DR. DAVID MARZANO: It felt actually surprisingly similar. And I have to say, initially, I was somewhat skeptical.

HSU: David Marzano is an OB-GYN at the University of Michigan. A dozen years ago, when he was a resident, they practiced laparoscopy on live pigs. Today, he believes many of the same skills can be honed through simulations that are far less costly, yet still highly representative of the task at hand.

MARZANO: If you squeeze too hard on the orange pieces, all of a sudden you've got juice all over the place, which is similar to, if you squeeze too hard on an ovary that has a cyst on it, you're going to break the cyst.

HSU: Pamela Andreatta has logged many hours in operating rooms, observing. She's seen residents struggle as they drive the camera for the first time. She's watched as attending physicians have had to coach young doctors on how to hold the graspers, all of which prolongs the patient's surgery.

ANDREATTA: I look at that, and I think: We can do better.

HSU: It's not that Andreatta doesn't value the operating room experience. She knows there's a lot of critical learning that goes on there. It's just that she thinks residents should master some basic skills before they get to the patients.

ANDREATTA: Just the use of the instruments alone, it's tricky. It's challenging to use those instruments.

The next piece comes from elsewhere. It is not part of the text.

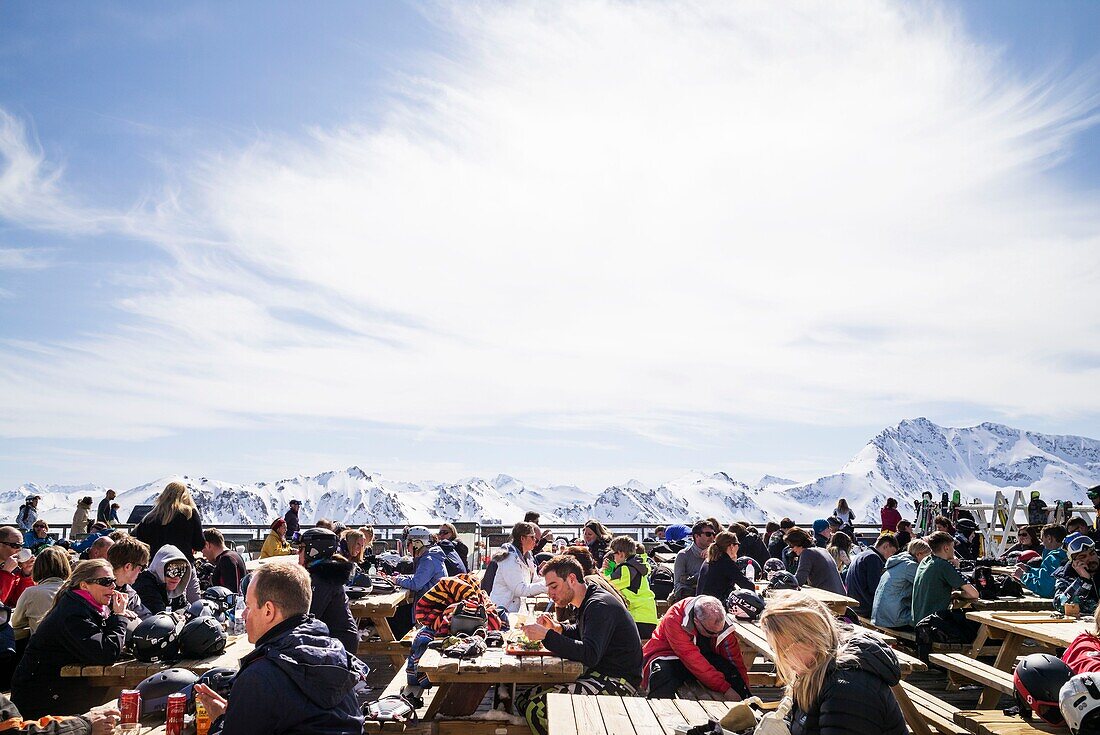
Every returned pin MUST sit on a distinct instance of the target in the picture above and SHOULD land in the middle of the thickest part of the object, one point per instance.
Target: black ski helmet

HSU: And beyond skillful instrument handling, she says, the clementine teaches planning and judgment. When do you decide that the removal of more pith is going to cause too much damage to the underlying structure? How long will you go before you decide it's safer to open the patient - in this case, the box - and finish the operation by hand?

The clementine is just one of many training models Andreatta has developed. She's also experimented with Meyer lemons and globe grapes, and she's been brainstorming about another piece of fruit she thinks may be a useful simulation for the removal of ovaries.

ANDREATTA: I'm still kind of on the fence about an apricot for an oovectomy. I'm thinking an apricot might work.